これはその中の一冊だが、さすがの成田節だなあと関心する。嫌いじゃない。
ご存知の方も多いと思うが、成田悠輔はイェール大学准教授を務める経済学者であり、専門はデータ分析、因果推論、マーケットデザインである。東京大学卒業後、米国で博士号を取得した、天才と呼ばれる人の一人だ。彼は学術研究にとどまらず、メディアや著作を通じて日本社会の構造問題を鋭く論じ、民主主義や資本主義の未来像を提示する知識人として知られている。
本書『22世紀の民主主義』は、現代民主主義が制度疲労を起こしている現実を直視し、その延長線上に未来を描く思想書だと言っていいだろう。成田悠輔は、選挙や多数決、政治参加といった従来の仕組みが、人口減少、超高齢化、AIとビッグデータの進展によって機能しなくなる可能性を前提に、全く異なる統治の姿を構想している。
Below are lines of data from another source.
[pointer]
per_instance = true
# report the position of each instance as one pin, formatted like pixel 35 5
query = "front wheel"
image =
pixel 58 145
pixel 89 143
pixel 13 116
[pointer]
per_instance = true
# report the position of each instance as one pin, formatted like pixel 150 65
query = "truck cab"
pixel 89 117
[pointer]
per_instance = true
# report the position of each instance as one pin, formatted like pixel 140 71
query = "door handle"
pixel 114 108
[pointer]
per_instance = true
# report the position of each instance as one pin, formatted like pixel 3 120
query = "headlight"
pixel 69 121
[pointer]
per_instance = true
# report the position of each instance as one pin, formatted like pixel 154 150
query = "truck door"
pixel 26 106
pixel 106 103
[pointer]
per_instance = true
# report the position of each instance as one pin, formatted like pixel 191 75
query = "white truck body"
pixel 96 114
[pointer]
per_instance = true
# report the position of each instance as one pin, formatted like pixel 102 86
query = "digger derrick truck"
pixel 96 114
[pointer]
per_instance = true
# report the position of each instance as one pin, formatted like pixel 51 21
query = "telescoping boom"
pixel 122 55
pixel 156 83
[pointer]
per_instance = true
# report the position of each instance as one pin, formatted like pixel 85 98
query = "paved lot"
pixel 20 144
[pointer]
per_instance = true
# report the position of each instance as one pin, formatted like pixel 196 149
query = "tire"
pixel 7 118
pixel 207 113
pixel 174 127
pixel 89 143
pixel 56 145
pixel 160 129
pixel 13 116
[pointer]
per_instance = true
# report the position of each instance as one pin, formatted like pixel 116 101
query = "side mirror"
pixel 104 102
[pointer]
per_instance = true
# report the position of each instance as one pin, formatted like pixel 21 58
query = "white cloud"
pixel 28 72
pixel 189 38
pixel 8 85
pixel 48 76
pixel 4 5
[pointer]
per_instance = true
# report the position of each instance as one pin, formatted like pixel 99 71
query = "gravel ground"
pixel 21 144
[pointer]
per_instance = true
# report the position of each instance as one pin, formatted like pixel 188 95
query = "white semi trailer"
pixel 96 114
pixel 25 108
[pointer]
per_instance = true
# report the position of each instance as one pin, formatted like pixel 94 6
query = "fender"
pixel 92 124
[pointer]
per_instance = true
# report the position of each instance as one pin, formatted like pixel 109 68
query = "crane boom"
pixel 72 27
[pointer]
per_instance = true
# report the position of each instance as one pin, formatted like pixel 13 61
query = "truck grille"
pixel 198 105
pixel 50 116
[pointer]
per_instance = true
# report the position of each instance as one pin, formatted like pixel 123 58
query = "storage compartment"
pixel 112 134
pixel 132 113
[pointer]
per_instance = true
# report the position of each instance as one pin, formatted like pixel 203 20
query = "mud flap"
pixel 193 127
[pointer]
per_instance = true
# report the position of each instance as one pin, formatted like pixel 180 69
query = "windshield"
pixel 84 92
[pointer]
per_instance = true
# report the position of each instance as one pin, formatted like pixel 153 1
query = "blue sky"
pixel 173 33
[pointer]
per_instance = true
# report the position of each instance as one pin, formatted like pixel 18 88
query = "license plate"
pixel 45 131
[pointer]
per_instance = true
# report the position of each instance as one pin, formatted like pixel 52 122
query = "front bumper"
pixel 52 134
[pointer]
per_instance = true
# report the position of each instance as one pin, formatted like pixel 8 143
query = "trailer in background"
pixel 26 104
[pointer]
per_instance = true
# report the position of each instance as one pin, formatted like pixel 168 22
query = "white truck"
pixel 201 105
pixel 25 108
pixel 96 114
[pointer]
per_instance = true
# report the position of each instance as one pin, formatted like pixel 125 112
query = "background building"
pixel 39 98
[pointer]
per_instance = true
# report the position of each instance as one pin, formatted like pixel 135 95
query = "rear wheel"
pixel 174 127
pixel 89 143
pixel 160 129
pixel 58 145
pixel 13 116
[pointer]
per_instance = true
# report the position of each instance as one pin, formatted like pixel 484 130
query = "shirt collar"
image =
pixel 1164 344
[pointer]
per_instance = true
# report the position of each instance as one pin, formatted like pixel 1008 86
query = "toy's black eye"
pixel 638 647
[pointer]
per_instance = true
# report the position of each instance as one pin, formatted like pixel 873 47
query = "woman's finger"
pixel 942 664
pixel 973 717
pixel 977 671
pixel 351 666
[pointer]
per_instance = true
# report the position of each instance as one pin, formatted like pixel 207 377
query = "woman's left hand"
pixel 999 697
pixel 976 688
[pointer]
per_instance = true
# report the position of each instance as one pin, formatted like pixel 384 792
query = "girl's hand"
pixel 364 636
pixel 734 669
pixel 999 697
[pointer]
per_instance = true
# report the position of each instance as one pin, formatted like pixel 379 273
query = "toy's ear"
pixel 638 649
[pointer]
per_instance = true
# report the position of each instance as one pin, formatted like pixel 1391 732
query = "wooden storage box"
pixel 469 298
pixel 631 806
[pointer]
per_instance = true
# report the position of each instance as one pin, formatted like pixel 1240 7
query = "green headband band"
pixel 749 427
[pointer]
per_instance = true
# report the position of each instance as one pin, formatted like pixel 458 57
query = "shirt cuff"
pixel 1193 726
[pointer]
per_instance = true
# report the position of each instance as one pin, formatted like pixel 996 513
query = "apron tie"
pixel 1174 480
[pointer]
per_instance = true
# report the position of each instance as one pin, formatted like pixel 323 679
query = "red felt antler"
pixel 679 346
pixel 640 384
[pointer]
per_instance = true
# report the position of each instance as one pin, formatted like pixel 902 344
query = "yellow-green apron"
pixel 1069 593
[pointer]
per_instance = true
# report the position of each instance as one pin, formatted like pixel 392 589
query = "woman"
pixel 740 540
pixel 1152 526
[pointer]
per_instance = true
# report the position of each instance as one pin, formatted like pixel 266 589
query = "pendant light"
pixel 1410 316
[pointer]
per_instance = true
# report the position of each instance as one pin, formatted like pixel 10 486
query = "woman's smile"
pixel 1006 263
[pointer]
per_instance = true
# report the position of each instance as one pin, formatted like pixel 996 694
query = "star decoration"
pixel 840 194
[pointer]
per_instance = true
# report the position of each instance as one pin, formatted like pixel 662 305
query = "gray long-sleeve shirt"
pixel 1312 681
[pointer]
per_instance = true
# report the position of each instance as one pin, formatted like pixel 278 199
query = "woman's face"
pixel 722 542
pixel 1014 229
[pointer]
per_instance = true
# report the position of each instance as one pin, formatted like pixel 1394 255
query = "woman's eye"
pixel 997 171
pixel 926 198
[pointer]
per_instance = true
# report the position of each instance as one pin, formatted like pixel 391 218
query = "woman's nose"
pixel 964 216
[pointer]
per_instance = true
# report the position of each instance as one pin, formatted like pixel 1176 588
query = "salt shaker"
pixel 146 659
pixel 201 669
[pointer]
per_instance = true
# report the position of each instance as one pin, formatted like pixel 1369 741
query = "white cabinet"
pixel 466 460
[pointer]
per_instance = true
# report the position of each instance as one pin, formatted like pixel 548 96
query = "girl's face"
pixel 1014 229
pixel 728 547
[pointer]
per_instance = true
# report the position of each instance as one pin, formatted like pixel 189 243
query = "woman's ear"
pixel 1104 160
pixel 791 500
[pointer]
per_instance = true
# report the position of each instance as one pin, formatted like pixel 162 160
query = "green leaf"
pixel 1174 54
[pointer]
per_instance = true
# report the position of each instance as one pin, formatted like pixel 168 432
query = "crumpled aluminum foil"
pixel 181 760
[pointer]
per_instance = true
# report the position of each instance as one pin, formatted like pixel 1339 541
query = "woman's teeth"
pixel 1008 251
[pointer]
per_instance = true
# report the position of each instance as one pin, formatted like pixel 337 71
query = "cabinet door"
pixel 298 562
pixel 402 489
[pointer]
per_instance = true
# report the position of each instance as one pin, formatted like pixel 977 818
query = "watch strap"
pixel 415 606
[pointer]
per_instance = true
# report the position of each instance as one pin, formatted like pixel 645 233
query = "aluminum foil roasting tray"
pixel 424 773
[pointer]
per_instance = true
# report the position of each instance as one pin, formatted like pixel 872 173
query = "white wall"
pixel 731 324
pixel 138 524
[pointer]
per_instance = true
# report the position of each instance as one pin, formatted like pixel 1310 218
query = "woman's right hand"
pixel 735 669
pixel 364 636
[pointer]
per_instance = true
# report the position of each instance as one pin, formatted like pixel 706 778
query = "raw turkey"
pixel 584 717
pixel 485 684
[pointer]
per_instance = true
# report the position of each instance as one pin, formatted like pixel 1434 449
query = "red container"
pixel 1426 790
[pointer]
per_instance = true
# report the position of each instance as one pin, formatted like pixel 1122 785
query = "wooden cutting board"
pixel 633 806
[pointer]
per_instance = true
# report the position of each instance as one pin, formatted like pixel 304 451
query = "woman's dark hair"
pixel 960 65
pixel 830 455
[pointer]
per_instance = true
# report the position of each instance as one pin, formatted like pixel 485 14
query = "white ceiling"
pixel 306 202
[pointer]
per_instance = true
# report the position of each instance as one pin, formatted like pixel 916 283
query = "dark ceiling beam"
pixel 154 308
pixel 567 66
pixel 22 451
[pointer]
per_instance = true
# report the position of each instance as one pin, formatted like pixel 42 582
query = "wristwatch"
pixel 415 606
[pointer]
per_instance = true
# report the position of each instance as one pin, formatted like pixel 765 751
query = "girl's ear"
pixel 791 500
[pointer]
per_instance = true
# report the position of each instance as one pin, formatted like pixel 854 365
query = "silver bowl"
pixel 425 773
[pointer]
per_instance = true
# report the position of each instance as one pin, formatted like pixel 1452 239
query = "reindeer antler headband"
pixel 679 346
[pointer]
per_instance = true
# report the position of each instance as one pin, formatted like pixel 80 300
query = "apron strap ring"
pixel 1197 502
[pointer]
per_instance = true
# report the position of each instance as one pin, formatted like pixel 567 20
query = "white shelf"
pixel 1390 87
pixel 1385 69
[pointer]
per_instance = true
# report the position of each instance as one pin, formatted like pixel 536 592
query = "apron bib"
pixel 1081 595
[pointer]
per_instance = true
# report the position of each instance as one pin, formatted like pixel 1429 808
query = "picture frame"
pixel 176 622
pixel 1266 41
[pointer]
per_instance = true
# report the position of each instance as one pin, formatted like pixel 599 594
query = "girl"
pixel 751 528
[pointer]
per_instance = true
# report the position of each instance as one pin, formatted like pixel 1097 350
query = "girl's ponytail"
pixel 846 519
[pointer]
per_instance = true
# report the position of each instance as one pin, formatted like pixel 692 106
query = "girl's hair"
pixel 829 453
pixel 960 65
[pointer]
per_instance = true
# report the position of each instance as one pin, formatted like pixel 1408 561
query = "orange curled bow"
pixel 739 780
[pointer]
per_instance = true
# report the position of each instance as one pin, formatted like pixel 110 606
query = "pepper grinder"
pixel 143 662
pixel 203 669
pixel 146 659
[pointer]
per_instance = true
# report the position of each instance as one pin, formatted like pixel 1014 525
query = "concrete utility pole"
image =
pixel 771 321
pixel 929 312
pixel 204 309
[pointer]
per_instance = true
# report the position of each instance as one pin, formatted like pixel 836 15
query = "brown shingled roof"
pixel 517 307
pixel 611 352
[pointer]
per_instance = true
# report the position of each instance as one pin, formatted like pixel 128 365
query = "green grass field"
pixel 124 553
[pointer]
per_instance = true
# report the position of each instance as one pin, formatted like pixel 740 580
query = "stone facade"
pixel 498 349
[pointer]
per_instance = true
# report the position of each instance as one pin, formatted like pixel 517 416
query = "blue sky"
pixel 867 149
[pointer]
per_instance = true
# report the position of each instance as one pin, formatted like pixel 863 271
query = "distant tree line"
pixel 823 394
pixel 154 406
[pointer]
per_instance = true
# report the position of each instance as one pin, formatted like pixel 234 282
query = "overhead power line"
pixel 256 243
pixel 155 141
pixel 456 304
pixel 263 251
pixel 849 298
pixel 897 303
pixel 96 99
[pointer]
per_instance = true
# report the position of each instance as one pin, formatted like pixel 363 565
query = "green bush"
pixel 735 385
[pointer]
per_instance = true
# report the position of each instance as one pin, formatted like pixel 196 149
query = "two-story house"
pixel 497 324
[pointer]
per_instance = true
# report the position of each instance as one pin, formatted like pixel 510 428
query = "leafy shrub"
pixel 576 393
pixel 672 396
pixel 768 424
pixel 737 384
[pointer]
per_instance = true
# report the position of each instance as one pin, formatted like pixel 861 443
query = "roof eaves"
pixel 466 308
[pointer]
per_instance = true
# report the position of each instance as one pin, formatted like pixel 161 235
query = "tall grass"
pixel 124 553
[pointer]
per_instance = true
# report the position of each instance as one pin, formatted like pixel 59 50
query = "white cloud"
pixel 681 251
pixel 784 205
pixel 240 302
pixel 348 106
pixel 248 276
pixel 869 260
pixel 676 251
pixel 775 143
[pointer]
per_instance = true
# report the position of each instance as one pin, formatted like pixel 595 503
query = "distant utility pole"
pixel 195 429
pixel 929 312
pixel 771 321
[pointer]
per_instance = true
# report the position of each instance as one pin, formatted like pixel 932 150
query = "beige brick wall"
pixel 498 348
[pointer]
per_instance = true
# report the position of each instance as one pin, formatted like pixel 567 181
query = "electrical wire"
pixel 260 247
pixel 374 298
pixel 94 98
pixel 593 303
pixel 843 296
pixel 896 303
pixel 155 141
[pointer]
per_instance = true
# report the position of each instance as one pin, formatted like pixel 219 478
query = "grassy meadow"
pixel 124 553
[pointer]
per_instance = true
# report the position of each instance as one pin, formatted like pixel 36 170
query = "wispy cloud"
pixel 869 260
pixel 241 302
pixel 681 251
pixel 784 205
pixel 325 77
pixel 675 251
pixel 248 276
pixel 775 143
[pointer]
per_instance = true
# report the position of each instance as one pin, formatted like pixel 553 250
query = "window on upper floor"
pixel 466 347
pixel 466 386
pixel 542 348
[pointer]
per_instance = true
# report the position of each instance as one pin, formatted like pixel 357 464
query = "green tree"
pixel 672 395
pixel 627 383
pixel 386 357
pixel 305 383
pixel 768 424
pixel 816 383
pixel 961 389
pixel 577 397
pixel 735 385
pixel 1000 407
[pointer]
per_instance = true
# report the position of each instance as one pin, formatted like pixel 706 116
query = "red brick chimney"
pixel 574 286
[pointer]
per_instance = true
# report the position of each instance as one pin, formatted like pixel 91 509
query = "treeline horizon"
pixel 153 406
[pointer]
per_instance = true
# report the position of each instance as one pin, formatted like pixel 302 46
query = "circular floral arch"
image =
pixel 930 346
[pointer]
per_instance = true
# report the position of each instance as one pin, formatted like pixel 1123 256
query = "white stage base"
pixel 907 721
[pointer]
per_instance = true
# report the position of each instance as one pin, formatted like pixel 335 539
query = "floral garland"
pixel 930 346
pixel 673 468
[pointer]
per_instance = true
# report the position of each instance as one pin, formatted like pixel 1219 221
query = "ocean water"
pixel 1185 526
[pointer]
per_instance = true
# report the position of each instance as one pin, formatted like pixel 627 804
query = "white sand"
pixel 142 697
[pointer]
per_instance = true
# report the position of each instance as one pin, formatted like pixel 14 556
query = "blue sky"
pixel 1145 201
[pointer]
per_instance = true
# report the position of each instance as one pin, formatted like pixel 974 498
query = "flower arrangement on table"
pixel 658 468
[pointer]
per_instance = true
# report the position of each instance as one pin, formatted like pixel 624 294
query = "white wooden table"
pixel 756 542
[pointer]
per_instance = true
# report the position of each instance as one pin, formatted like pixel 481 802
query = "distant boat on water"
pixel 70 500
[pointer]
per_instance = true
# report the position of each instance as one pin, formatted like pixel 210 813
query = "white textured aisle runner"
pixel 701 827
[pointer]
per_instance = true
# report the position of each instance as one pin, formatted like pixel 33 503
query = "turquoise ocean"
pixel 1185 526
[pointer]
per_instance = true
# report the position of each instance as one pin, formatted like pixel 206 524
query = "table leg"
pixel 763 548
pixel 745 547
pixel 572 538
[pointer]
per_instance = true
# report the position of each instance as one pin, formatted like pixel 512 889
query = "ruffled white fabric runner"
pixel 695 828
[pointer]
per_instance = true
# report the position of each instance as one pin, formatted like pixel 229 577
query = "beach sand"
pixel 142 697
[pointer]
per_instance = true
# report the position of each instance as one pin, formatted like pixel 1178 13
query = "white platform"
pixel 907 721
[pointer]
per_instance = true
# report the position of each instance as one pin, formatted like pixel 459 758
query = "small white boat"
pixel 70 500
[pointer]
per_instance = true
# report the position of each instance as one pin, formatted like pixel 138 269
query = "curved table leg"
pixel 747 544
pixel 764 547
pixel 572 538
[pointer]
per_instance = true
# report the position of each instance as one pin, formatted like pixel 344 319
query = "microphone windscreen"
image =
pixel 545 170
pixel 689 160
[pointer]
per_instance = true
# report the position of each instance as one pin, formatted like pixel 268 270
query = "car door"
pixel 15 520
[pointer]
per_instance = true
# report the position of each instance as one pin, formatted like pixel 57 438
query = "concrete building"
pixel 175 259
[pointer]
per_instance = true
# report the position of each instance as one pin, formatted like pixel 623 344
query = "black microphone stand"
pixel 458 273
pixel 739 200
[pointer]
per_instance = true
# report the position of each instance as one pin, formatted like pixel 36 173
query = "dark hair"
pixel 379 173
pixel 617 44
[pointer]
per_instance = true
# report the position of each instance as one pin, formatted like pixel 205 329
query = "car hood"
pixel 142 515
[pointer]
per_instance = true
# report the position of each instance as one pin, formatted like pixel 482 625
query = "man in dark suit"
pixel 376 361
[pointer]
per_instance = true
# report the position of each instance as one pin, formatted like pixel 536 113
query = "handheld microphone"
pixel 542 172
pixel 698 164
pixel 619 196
彼が語るのは「無意識民主主義」という発想であり、国民が積極的に政治を考え、判断することを前提とせず、日常の行動データや選好が知らぬ間に意思決定へ反映される未来だ。そこでは、政治的無関心は欠陥ではなく前提条件として扱われ、抽選やアルゴリズムが人間の判断を補完する。また、多数派の声が常に正義となる危うさにも踏み込み、参加しない自由を含めた民主主義の再定義が提唱される。
本書は未来予測の書としてではなく、現在の民主主義を疑うための思考装置として読むべきである。本書によってボクたちは、政治制度が必ずしも不変というわけではないという視点を獲得し、日本の民主主義の行方を考え直すことになるのである。